The eastern cut-off continued to be competitive until the Olympics Games in 1936. At the Berlin Olympics Games in 1936 the eastern cut-off style evolved in the western roll.
The western roll lasted for about 10 years before it was consolidated in the Straddle. The straddle became quick the the most adopted technique.
The technique that humans used to solve the problem naturally evolved over the course of two centuries. At posteriori you can retrace the clear and well defined thread that humans have been through in the course of years to gain small centimeter after centimeter.
They took the attempt of a first rudimentary solution and improved it steadily years after years with a meticoulous Kaizen approach. This is what looked like the high-jump record timeline after 150 years.
Until something happend in the Olympic Summer Games of 1968 in Mexico City.
This is where, Dick Fosbury, a 21 years old US high-jumper from Portland Oregon comes in. He was not a top-talented high-jumper. Before the summer of 1968 he hadn’t won any special prize and after that Olympic edition he finished his career coaching small teams in his original town.

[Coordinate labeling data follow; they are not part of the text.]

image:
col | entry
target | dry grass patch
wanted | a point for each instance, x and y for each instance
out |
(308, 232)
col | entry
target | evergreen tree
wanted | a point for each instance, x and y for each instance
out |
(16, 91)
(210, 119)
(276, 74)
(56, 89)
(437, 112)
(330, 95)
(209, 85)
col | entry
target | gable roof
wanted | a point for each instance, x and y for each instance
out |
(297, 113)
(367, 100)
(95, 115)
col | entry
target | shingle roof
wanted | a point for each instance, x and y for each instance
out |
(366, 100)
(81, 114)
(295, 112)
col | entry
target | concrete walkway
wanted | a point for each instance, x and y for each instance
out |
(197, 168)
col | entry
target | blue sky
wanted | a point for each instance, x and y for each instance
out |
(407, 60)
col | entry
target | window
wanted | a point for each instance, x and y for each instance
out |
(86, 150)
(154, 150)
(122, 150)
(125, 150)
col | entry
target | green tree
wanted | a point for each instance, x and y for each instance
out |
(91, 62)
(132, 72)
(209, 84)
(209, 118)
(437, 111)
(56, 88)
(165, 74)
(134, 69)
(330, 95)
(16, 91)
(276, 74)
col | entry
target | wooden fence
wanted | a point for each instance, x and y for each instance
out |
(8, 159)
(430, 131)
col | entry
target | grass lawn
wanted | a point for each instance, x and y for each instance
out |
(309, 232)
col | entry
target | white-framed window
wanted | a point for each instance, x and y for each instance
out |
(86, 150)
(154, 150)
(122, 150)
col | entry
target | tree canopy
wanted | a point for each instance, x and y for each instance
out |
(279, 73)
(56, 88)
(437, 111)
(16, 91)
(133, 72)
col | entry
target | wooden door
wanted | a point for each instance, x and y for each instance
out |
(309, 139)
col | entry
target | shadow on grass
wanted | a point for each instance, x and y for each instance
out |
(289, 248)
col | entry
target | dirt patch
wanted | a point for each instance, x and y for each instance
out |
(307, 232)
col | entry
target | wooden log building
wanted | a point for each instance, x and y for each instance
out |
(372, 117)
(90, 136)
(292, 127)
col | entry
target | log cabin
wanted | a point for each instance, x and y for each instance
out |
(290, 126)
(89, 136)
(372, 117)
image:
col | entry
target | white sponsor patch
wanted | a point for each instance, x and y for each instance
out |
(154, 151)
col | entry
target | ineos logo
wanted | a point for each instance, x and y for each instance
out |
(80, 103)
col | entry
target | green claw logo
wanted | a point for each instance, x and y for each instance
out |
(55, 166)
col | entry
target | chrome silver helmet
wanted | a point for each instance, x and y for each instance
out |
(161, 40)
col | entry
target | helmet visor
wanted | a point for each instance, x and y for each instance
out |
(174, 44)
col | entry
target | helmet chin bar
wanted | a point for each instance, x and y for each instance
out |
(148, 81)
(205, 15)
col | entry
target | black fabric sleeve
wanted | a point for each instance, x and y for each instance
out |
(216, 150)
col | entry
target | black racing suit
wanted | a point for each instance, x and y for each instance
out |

But here’s the thing! He wasn’t genius but he was crazy enough to think what nobody else ever thought before. He thought that he could jump higher, jumping backwards. He demonstrated that the most counterintuitive thing was the most effective and in a single day he blew away year everything was ever done before.
We’re used to idea that progress comes as a natural top-down development of the present when most of the time progress comes as bottom-up destruction of the present by trial and errors.